The paper replaces exact exchangeability arguments with two kinds of corrections:

a concentration correction that measures how well the calibration empirical CDF tracks its population counterpart;
a decoupling correction that measures how far a test point is from behaving like an independent fresh draw.

These are summarized by small error terms such as $\epsilon_{\mathrm{cal}}$, $\epsilon_{\mathrm{train}}$, and $\epsilon_{\mathrm{test}}$, together with failure probabilities like $\delta_{\mathrm{cal}}$ and $\delta_{\mathrm{test}}$.

Standard Split CP Setup

Suppose we observe data

\[(X_i, Y_i)_{i=1}^n,\]

split into a training set $I_{\mathrm{train}}$, a calibration set $I_{\mathrm{cal}}$, and a test set $I_{\mathrm{test}}$. We fit a predictor on the training set and define a nonconformity score

\[\widehat s_{\mathrm{train}}(x,y) := s\big((X_i,Y_i)_{i\in I_{\mathrm{train}}}, (x,y)\big).\]
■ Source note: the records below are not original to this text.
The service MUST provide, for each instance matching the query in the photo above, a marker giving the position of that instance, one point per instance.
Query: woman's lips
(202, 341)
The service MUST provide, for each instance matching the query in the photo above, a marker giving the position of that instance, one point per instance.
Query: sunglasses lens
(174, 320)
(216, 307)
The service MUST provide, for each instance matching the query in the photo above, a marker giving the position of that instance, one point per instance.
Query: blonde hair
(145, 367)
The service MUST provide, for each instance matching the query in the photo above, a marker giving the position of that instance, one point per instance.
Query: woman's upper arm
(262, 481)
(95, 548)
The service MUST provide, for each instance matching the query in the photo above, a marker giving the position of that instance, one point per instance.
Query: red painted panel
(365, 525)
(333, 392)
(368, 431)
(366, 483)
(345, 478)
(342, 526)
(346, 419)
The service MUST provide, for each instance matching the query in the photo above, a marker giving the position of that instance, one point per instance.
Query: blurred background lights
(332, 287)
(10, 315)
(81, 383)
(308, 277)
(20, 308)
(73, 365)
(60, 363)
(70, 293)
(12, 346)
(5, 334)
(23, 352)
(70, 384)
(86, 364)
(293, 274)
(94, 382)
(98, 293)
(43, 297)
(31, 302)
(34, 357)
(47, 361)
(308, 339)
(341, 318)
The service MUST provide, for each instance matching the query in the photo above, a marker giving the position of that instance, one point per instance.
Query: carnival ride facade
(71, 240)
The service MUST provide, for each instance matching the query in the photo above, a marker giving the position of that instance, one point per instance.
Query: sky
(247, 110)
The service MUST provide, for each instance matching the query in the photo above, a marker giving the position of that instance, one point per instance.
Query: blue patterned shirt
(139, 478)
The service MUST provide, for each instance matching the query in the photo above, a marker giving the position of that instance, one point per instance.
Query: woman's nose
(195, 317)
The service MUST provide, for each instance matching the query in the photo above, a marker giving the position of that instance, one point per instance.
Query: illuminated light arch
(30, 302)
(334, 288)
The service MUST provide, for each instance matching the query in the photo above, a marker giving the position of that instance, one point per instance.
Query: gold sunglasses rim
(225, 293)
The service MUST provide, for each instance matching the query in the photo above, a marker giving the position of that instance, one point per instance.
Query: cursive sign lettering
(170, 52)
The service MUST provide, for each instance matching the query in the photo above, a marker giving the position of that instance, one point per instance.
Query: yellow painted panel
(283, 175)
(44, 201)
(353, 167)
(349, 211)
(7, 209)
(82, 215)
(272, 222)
For example, in regression one can use an absolute residual score,

\[\widehat s_{\mathrm{train}}(x,y) = |y - \widehat\mu(x)|.\]
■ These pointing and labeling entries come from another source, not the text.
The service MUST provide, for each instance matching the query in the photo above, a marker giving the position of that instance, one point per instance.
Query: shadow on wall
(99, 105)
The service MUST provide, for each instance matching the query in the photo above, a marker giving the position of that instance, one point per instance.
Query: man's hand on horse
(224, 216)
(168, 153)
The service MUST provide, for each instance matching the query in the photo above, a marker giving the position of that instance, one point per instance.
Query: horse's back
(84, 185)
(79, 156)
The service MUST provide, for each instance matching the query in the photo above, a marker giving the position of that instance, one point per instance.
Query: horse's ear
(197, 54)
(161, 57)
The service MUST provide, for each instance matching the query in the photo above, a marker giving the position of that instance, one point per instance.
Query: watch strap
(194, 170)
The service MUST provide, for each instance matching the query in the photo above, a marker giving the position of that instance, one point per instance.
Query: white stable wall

Then the empirical calibration quantile is

\[\widehat q_{\phi,\mathrm{cal}} := \inf\left\{t\in\mathbb R: \frac{1}{n_{\mathrm{cal}}}\sum_{i\in I_{\mathrm{cal}}} \mathbf 1\{\widehat s_{\mathrm{train}}(X_i,Y_i)\le t\} \ge \phi\right\}.\]

The split conformal prediction set at level $\phi$ is

\[C_\phi(x) := \{y\in\mathcal Y: \widehat s_{\mathrm{train}}(x,y) \le \widehat q_{\phi,\mathrm{cal}}\}.\]
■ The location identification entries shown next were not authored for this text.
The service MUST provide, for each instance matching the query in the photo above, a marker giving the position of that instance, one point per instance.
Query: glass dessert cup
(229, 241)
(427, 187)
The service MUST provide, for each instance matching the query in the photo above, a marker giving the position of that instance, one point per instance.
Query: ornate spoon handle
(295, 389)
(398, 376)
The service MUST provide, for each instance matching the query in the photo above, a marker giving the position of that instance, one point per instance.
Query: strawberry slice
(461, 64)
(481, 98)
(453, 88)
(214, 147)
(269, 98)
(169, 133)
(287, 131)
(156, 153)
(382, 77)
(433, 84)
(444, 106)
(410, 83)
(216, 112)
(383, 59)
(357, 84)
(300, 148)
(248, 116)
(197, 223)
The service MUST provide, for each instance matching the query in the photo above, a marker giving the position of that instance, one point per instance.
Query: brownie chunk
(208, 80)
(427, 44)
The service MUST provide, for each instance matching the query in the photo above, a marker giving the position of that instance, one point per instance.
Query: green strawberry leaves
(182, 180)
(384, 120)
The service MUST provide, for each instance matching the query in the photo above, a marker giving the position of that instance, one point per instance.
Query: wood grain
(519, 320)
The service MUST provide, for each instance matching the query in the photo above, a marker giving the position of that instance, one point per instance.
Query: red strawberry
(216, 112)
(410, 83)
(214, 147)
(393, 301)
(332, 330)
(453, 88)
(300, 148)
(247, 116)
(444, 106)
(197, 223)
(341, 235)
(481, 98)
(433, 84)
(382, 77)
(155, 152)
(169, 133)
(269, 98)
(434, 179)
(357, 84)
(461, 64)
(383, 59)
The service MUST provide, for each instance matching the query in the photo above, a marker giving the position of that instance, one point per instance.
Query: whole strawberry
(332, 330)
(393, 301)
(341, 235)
Under exchangeability, choosing $\phi = 1-\alpha$ yields coverage near $1-\alpha$. The paper asks what survives when exchangeability fails.

Non-exchangeability Penalty

The paper defines, for any training-dependent threshold $q_{\mathrm{train}}$,

\[P_{q,\mathrm{train}} := \mathbb P\big[\widehat s_{\mathrm{train}}(X_*,Y_*) \le q_{\mathrm{train}} \,\big|\, (X_i,Y_i)_{i\in I_{\mathrm{train}}}\big],\]

where $(X_*,Y_*)$ is an idealized fresh draw independent of the training set.

The key assumptions are:

The empirical calibration CDF at the training-dependent threshold is close to the population probability, meaning the calibration sample should still estimate the score distribution reasonably well.

\[\mathbb P\left[ \left| \frac{1}{n_{\mathrm{cal}}}\sum_{i \in I_{\mathrm{cal}}} \mathbf 1\{\widehat s_{\mathrm{train}}(X_i,Y_i) \le q_{\mathrm{train}}\} - P_{q,\mathrm{train}} \right| \le \epsilon_{\mathrm{cal}} \right] \ge 1-\delta_{\mathrm{cal}}.\]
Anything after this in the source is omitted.